Inputs: wave energy, cliff erosion, river sediment, onshore transport, LSD, beach nourishment

Throughputs: LSD, beach destruction and construction

Stores: spits, bars, estuaries, salt marshes and sand dunes

Outputs: offshore transport, LSD, landward dune erosion, dredging

Question 23

What is longshore drift?

Answer 23

The process by which material is transported along the beach or coastline. It is controlled by waves and their swash and backwash.
The angle of swash depends on the prevailing wind. If the waves approach at an angle, they trasnport sand and pebbles up with the beach at an angle
Due to gravity, backwash always pulls the sediment back to the sea in a straight line as it takes the shortest route, creating a resultant movement of sediment along the coastline.

Question 24

What is a beach?

Answer 24

An area of land between low tide and storm tide marks, made up of pebbles sand and mud and silt. They are formed by constructive ways
They may also form in bays where the waves lose energy due to gently sloping land and so the waves readily deposit material
Beaches are also found along straight coastlines where LSD occurs, especially if groynes are built to trap sediment

Question 25

What is beach morphology dependent on? What are the characteristics of sandy/shingle beaches?

Answer 25

Wave type, energy, sediment type and bed morphology

Sand forms wide, gentle gradient beaches. They have stronger swashes and longer run ups due to flatter profiles and similar strength backwash due to low percolation rates.
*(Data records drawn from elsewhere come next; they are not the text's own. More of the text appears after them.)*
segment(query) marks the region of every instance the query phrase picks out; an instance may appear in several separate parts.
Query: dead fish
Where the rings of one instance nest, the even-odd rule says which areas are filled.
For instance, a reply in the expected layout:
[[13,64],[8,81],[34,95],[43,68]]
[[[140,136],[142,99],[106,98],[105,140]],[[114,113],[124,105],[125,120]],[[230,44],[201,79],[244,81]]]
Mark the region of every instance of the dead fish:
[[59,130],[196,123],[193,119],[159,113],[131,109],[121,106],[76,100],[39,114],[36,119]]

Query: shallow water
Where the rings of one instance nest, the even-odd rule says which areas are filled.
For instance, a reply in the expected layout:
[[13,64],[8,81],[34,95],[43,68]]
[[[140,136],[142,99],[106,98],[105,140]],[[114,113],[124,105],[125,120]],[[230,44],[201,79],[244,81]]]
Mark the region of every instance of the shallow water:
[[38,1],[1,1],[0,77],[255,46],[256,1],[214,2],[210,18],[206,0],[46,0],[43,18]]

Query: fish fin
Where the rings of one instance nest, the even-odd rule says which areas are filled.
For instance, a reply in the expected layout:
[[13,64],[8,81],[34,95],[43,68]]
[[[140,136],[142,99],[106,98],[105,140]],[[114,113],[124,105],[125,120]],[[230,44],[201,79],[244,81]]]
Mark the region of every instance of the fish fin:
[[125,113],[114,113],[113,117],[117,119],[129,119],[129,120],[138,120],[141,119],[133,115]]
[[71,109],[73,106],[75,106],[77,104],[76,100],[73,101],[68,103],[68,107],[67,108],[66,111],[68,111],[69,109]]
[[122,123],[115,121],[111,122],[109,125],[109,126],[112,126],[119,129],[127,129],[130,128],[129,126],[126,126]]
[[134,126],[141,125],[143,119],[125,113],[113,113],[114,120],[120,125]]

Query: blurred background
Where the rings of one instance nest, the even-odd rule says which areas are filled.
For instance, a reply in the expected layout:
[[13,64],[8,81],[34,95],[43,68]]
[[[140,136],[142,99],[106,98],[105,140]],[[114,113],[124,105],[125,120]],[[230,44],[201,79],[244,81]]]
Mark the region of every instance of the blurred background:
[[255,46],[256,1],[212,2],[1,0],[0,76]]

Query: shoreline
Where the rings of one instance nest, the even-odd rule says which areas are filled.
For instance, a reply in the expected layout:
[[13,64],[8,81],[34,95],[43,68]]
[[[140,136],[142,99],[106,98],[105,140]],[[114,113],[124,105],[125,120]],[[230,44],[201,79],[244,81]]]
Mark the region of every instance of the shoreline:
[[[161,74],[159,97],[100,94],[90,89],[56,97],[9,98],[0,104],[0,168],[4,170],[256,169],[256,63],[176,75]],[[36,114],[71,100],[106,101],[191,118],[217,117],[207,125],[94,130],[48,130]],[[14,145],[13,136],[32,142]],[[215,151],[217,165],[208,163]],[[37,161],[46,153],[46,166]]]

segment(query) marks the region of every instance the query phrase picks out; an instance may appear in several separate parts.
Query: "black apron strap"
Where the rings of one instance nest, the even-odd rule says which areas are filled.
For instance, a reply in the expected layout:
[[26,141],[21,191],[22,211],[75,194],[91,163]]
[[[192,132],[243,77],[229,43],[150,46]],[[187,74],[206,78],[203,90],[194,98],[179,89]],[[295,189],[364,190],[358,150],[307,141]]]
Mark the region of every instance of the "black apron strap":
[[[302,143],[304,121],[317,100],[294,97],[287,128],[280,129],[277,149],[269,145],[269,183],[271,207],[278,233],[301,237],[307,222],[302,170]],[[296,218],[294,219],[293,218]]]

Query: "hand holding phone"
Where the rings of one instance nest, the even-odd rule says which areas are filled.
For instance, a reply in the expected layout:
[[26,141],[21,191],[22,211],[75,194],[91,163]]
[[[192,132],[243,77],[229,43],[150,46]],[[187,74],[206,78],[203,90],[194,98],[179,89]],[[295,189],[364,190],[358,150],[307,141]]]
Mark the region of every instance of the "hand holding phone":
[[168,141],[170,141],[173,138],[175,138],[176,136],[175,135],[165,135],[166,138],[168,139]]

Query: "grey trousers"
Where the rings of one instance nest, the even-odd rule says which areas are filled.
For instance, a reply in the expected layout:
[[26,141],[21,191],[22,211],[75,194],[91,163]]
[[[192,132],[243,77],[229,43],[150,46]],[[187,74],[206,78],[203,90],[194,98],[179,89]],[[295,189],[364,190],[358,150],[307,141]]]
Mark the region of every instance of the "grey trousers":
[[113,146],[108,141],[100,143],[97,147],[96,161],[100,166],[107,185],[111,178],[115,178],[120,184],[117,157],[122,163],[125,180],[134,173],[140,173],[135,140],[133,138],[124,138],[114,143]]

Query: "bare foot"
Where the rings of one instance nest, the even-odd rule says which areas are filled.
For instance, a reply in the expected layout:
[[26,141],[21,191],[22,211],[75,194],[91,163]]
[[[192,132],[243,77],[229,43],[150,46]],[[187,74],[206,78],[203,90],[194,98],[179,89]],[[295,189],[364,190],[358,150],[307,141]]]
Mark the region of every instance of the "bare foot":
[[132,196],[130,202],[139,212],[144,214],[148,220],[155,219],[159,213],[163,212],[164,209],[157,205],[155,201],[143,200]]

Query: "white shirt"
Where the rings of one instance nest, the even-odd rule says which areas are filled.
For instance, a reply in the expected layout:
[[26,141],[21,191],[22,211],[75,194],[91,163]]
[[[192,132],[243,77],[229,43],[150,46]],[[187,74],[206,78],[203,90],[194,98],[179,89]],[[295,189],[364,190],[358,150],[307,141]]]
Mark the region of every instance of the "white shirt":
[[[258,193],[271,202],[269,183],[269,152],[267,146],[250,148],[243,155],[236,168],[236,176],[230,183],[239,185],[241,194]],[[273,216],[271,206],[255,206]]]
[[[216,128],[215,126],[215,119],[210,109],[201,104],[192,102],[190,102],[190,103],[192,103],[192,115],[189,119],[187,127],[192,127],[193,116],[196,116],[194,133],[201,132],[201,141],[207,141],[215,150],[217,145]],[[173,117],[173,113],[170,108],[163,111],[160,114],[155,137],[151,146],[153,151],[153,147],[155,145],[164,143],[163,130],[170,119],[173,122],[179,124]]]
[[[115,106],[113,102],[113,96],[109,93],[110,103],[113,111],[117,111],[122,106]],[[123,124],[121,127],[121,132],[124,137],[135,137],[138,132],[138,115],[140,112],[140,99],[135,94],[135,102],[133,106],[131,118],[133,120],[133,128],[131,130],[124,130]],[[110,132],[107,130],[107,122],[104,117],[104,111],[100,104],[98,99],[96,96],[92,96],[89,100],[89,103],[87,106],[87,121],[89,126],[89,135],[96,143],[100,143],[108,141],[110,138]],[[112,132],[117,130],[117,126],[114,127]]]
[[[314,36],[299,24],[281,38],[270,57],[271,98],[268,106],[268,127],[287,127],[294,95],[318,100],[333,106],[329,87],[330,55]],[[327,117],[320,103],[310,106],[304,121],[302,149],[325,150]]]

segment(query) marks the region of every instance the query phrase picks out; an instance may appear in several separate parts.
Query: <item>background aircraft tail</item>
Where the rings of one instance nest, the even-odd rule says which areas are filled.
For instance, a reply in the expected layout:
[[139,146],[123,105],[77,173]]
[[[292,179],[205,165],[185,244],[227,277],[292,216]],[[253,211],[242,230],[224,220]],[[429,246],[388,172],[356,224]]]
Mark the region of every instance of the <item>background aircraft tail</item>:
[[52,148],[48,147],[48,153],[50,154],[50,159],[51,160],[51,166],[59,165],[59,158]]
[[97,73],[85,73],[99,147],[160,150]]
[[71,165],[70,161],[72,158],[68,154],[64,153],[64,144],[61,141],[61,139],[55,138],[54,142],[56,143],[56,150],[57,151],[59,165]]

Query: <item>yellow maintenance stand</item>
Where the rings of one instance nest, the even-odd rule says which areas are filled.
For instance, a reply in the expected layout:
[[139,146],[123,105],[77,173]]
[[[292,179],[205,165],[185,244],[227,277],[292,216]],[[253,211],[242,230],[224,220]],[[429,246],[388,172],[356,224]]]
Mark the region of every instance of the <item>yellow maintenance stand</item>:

Shingle beaches are narrower and steeper. They have high percolation rates so have stronger swash than backwash. As a result lots of sediment is moved up however little material is removed.

Question 26

What is the tidal range?

Answer 26

Vertical distance between high and low tides coinciding the sweep zone. Twice a month, the Earth Moon and Sun align, putting an extra gravitational pull on the tidal bulge. This leads to a high tide called the spring tide and when the sun and moon are at right angles the tidal range is the lowest.

Low tidal ranges form narrower beaches, pone to higher erosion found on shores of enclosed seas rather than oceans.